Renaud fut atterré par ce dernier mot, qui lui donna décidément du dessous dans le Conseil municipal. En effet, quelques mois auparavant, voyant l’herbe qui avait crû sur son toit, il s’était dit : Faut que j’y monte ma vache. Trois jours après il mit une corde au cou de sa bête, et se faisant aider de Joseph son neveu, et de Perrache son filleul, ils hissèrent la vache sur le toit. Et voyant qu’elle tirait la langue, crurent que c’était de faim et appétit herbivore, et bissaient toujours plus fort, si bien que la bête arriva morte au faîte. C’est ce malheur que l’autre rappelait méchamment, par rapport à sa rigole. Aussi tout le Conseil municipal vota contre Renaud, et se rendant sur les lieux, ils firent abattre six toises de mur, au grand désappointement de Renaud, qui regardait faire, la figure jaune comme un coing, et longue d’une aune.

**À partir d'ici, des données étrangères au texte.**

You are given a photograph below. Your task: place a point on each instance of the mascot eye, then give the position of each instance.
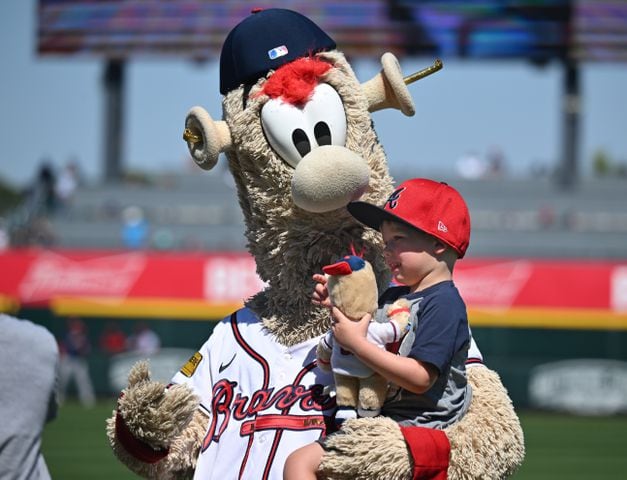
(323, 134)
(301, 142)
(293, 131)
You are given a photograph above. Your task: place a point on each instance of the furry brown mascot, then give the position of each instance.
(300, 144)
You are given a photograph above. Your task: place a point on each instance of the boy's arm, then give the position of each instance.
(408, 373)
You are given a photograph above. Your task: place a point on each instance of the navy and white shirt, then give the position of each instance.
(441, 337)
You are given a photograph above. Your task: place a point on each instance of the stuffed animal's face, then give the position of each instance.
(305, 133)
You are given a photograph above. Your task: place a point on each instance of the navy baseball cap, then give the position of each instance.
(266, 40)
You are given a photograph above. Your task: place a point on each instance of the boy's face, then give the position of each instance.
(409, 253)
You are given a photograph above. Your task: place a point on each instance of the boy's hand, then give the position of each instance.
(349, 333)
(320, 295)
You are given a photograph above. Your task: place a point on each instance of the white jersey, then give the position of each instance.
(264, 400)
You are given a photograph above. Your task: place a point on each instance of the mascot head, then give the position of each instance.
(300, 143)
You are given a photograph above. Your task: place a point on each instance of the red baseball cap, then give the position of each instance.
(433, 207)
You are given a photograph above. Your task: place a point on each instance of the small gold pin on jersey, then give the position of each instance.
(192, 364)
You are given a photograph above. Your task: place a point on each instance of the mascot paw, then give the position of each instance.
(152, 413)
(367, 448)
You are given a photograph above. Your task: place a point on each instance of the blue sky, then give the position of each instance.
(53, 108)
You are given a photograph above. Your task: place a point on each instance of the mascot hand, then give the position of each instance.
(153, 413)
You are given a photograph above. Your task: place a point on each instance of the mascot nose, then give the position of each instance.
(328, 178)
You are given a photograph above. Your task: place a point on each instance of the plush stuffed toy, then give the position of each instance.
(300, 144)
(359, 391)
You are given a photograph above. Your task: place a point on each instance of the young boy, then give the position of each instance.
(425, 227)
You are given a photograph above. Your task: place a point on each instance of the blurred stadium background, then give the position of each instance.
(545, 279)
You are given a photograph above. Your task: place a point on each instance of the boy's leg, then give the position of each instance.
(302, 464)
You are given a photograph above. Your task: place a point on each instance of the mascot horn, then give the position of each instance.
(300, 144)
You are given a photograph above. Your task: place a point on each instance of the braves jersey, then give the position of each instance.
(264, 400)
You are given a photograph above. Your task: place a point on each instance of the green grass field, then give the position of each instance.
(558, 446)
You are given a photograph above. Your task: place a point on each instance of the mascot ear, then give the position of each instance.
(389, 88)
(205, 138)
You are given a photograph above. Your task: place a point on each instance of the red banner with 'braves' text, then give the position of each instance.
(204, 285)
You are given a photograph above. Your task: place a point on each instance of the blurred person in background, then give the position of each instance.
(75, 349)
(30, 357)
(42, 196)
(66, 184)
(134, 228)
(144, 341)
(113, 340)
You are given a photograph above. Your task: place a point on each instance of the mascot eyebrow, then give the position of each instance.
(294, 82)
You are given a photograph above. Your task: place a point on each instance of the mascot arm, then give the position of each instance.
(156, 431)
(487, 443)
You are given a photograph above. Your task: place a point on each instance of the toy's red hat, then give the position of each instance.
(433, 207)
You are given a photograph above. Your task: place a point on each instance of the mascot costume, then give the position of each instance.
(300, 145)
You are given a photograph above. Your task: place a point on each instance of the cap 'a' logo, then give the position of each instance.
(277, 52)
(392, 201)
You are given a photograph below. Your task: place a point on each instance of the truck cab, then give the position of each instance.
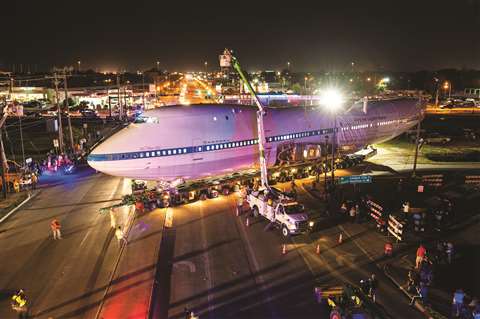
(280, 210)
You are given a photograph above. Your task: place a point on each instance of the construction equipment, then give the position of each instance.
(348, 301)
(260, 114)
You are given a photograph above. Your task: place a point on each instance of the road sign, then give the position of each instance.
(395, 227)
(355, 179)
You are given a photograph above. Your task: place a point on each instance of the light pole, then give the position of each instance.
(325, 164)
(332, 99)
(447, 86)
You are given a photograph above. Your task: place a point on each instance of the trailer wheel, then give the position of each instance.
(285, 231)
(255, 211)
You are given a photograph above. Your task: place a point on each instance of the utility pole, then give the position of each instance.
(120, 110)
(143, 90)
(59, 111)
(334, 148)
(68, 112)
(417, 140)
(325, 166)
(3, 167)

Le clocher entré, ceux de Primebosse le hissèrent sur leur église, et mirent au bout un beau coq en fer-blanc, à grande queue, laquelle queue figure leur girouette. C’est pourquoi, la queue étant fixe, ceux de Primebosse disent que depuis leur nouveau clocher, le vent n’a pas changé, et ils mènent les étrangers voir leur girouette du monticule de Penay, qui est la place d’où elle se voit le mieux.

C’est ainsi que finit le beau télescope de Guignard, lequel a encore un miracle dont les gens de l’endroit font grand cas, et le curé s’en fait gloire. Aussitôt qu’on sonne vêpres, l’angélus ou matines, la vibration fait sortir la mort-aux-rats, de façon que les fidèles qui sont au chœur éternuent tant que le batail est en branle ; d’où ils croient que cela tient au batail, et ont refusé jusqu’à vingt mille écus patagons qu’offrait l’évêque de Faribole, pour avoir ce miracle dans son diocèse.